Tau is a microtubule-associated protein which, among other functions, provides structural support and stability to eukaryotic cells, particularly to neurons. In Alzheimer’s and other neurodegenerative diseases or tauopathies, hyperphosphorylated tau proteins seed the formation of pathological aggregates, which form neurofibrillary tangles that damage neuronal tissue. Because tau protein aggregation correlates more directly with the severity of the Alzheimer’s pathology, some drug developers took an optimistic view that it may make a better target than amyloid beta (a-beta) deposition, which has proved a notoriously difficult process to target with a drug. After a collective effort over several decades, one a-beta antibody, aducanumab, discovered by Neurimmune AG and developed by Biogen Inc. and Eisai Co. Ltd., is currently under FDA review, although the supporting data are by no means cut and dried.
A recent paper from a group led by Bradley Hyman, at Massachusetts General Hospital and Harvard Medical School, suggests that targeting tau may be every bit as complicated. In detailed investigations of the tau profiles of 32 Alzheimer’s patients, they identified “unexpected biochemical and biophysical differences in seed-competent tau across individuals with otherwise typical Alzheimer’s disease.” Moreover, the different forms of tau correlated with differences in the aggressiveness of the clinical course of the disease. Their work appeared online in Nature Medicine on June 22, in a paper, titled “Tau molecular diversity contributes to clinical heterogeneity in Alzheimer’s disease.”
Although she cautioned that this work was done in vitro, Pfeifer said she “fully agrees” that tau species are heterogeneous. At the same time, semorinemab was developed as a pan-inhibitor of all tau species. “It should work.” Although the jury is still out – just about – on the antibody, AC Immune is targeting tau through a couple of other approaches. A small-molecule drug, ACI-3024, which is partnered with Eli Lilly and Co., of Indianapolis, targets tau intracellularly. A vaccine, ACI-35.030, which is designed to elicit an antibody response against phospho-tau, is undergoing a dose-escalation phase Ib/IIa trial. It is partnered with Johnson & Johnson Co., of New Brunswick, N.J. Interim data are expected early next year. For its part, Genentech recently in-licensed another anti-tau antibody, bepranemab (UCB-0107), from Brussels-based UCB SA. (See Tau-directed therapies in clinical development for Alzheimer’s disease, below.)

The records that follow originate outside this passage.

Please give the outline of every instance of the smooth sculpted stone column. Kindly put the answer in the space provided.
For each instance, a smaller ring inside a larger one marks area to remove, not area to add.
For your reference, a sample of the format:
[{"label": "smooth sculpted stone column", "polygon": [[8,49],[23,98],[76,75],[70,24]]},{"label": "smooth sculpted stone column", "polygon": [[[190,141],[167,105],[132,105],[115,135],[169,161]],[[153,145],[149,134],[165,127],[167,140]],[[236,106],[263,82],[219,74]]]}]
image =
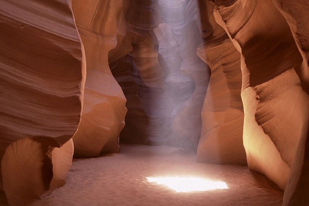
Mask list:
[{"label": "smooth sculpted stone column", "polygon": [[[292,32],[303,62],[296,71],[300,79],[302,87],[309,93],[309,2],[304,0],[273,0],[286,19]],[[307,205],[309,185],[309,133],[300,140],[292,174],[286,187],[283,205]]]},{"label": "smooth sculpted stone column", "polygon": [[63,185],[85,58],[69,2],[0,5],[0,205],[22,205]]},{"label": "smooth sculpted stone column", "polygon": [[205,37],[197,54],[209,66],[211,73],[201,111],[197,161],[245,165],[240,54],[215,20],[211,9],[214,3],[210,2],[206,6],[202,14],[209,17],[210,26],[207,30],[212,31],[212,35]]},{"label": "smooth sculpted stone column", "polygon": [[[309,96],[303,77],[298,75],[303,57],[291,28],[272,1],[217,4],[216,20],[241,54],[243,138],[248,166],[291,194],[300,186],[289,183],[289,179],[296,182],[294,177],[300,176],[301,166],[296,169],[295,164],[307,164],[303,155]],[[303,170],[300,176],[307,172]],[[297,205],[307,205],[304,201]]]},{"label": "smooth sculpted stone column", "polygon": [[112,74],[108,54],[117,43],[121,2],[72,1],[87,63],[81,120],[73,138],[75,156],[119,152],[119,135],[127,112],[126,99]]}]

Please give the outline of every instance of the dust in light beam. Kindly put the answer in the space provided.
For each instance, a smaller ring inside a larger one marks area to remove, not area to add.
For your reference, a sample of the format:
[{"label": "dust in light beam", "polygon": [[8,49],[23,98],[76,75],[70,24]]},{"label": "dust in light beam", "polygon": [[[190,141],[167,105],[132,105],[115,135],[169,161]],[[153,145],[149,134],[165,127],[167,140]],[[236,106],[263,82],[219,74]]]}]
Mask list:
[{"label": "dust in light beam", "polygon": [[177,192],[202,191],[217,189],[228,189],[223,182],[216,182],[197,177],[146,177],[148,182],[163,184]]}]

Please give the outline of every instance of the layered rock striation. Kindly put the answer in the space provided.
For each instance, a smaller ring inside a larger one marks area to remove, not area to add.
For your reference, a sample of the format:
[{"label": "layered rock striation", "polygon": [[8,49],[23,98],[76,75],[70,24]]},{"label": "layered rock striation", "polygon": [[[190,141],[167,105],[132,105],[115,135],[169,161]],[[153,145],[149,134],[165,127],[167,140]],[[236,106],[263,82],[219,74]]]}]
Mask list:
[{"label": "layered rock striation", "polygon": [[74,155],[118,153],[119,135],[127,111],[126,99],[112,74],[108,56],[117,43],[121,1],[75,0],[72,7],[87,64],[81,123],[73,138]]},{"label": "layered rock striation", "polygon": [[66,1],[0,4],[0,201],[23,205],[63,184],[85,57]]},{"label": "layered rock striation", "polygon": [[47,1],[0,0],[1,204],[120,141],[248,163],[308,204],[307,1]]},{"label": "layered rock striation", "polygon": [[282,15],[283,2],[280,12],[271,1],[227,1],[217,4],[215,16],[241,54],[248,166],[285,190],[283,205],[307,205],[300,196],[308,175],[307,65],[298,38],[304,33],[296,35],[293,17]]},{"label": "layered rock striation", "polygon": [[[240,55],[216,22],[212,2],[202,4],[205,36],[197,53],[211,75],[201,111],[201,134],[197,160],[246,164],[243,144],[243,111],[240,97]],[[201,31],[203,30],[201,29]],[[219,52],[219,51],[220,51]]]}]

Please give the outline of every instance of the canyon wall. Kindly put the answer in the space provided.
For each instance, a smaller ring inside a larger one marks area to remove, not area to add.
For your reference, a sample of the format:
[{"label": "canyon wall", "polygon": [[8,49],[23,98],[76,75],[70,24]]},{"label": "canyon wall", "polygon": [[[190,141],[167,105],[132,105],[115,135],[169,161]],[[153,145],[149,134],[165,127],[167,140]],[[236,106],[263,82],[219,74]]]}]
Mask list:
[{"label": "canyon wall", "polygon": [[83,113],[73,138],[74,156],[118,153],[119,135],[127,111],[126,99],[112,74],[108,56],[117,44],[121,1],[74,0],[72,6],[87,65]]},{"label": "canyon wall", "polygon": [[66,1],[0,4],[0,204],[21,205],[63,185],[85,59]]},{"label": "canyon wall", "polygon": [[295,11],[285,11],[293,9],[286,9],[290,4],[303,14],[304,5],[275,3],[220,1],[215,16],[241,54],[248,166],[285,190],[283,205],[307,205],[302,194],[307,191],[302,181],[308,175],[307,31],[302,23],[295,25],[300,19]]},{"label": "canyon wall", "polygon": [[1,204],[48,194],[73,151],[119,153],[120,141],[248,164],[283,205],[307,204],[306,1],[7,2]]}]

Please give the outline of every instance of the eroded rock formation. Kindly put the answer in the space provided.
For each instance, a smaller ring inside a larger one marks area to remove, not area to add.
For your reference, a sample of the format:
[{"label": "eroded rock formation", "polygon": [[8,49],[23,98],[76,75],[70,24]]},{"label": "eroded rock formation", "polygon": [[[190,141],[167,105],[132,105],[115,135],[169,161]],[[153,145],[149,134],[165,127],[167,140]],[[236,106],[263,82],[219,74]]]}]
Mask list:
[{"label": "eroded rock formation", "polygon": [[0,204],[23,205],[70,166],[85,59],[66,1],[0,4]]},{"label": "eroded rock formation", "polygon": [[307,190],[299,183],[308,175],[303,173],[309,96],[303,45],[272,2],[222,1],[216,6],[216,20],[241,54],[248,166],[285,190],[284,205],[307,205],[306,198],[298,198]]},{"label": "eroded rock formation", "polygon": [[83,113],[73,138],[74,155],[94,156],[102,152],[119,152],[126,100],[112,74],[108,56],[116,44],[121,1],[74,0],[72,7],[87,65]]},{"label": "eroded rock formation", "polygon": [[61,186],[73,149],[119,152],[120,134],[248,163],[308,204],[306,1],[0,3],[3,204]]},{"label": "eroded rock formation", "polygon": [[210,2],[201,6],[204,12],[201,15],[209,17],[204,22],[210,24],[197,53],[209,66],[211,74],[201,111],[201,134],[197,160],[246,164],[243,144],[240,55],[215,22],[214,4]]}]

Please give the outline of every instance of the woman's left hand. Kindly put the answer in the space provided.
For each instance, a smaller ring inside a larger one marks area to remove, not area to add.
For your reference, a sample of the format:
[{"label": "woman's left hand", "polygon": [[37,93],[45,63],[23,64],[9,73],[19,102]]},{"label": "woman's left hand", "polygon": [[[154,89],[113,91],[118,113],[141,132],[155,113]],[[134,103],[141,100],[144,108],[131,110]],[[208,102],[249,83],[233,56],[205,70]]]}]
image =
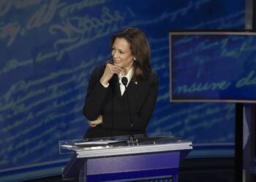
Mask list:
[{"label": "woman's left hand", "polygon": [[96,127],[97,125],[102,123],[102,116],[99,115],[97,119],[94,121],[88,121],[88,124],[90,127]]}]

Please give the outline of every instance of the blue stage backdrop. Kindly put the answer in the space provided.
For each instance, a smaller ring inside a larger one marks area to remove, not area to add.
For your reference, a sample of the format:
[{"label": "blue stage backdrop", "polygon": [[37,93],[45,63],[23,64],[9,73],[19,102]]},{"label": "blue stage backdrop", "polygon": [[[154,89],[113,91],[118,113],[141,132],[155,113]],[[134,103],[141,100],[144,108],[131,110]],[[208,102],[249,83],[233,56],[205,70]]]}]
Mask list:
[{"label": "blue stage backdrop", "polygon": [[171,101],[256,102],[255,33],[170,35]]},{"label": "blue stage backdrop", "polygon": [[0,1],[0,174],[65,158],[59,141],[88,128],[82,108],[90,73],[110,58],[110,35],[127,26],[146,33],[160,81],[148,132],[233,143],[234,104],[170,103],[168,36],[243,29],[244,18],[244,0]]}]

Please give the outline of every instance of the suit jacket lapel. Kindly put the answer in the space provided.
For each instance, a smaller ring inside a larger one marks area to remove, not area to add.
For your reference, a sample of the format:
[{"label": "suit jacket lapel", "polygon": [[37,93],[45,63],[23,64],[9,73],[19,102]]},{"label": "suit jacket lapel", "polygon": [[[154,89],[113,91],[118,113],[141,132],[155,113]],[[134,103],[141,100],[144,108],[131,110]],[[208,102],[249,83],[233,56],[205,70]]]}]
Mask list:
[{"label": "suit jacket lapel", "polygon": [[118,77],[116,74],[114,74],[114,76],[112,77],[112,79],[110,80],[110,84],[111,86],[111,88],[113,90],[113,93],[121,100],[121,90],[120,90],[120,86],[119,86],[119,82],[118,82]]}]

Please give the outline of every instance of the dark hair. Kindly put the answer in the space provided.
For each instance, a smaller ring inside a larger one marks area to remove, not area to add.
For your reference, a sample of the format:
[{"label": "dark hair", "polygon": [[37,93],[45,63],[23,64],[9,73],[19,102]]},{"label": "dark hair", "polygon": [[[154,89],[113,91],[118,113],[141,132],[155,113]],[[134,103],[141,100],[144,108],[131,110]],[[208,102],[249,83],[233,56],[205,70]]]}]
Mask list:
[{"label": "dark hair", "polygon": [[127,28],[112,36],[110,46],[116,38],[125,39],[129,43],[132,56],[136,59],[133,64],[134,74],[132,80],[146,79],[151,72],[150,45],[144,34],[139,28]]}]

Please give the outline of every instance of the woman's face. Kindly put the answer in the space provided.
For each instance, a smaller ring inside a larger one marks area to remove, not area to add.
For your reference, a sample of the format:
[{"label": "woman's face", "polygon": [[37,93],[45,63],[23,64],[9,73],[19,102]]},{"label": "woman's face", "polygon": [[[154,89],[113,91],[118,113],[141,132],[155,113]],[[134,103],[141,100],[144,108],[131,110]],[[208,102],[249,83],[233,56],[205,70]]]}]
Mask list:
[{"label": "woman's face", "polygon": [[134,59],[129,43],[123,38],[116,38],[112,46],[113,63],[127,72],[132,66]]}]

AC Immune and Genentech also remain allies on a long-standing prevention trial of an a-beta-targeting antibody, crenezumab, which is being tested in a Colombian cohort with a genetic predisposition to Alzheimer’s. Data are expected in 2022. Given the long-term nature of the study – it is running for five years – it could shed crucial light on a key question that has dogged drug development in Alzheimer’s – whether two-year or 18-month studies of investigational agents are long enough to demonstrate effects on disease processes that can run for decades. The same drug has already failed two phase III trials in symptomatic patients.
Shares of AC Immune (NASDAQ:ACIU) closed Sept. 23 at $4.80, down $3.92.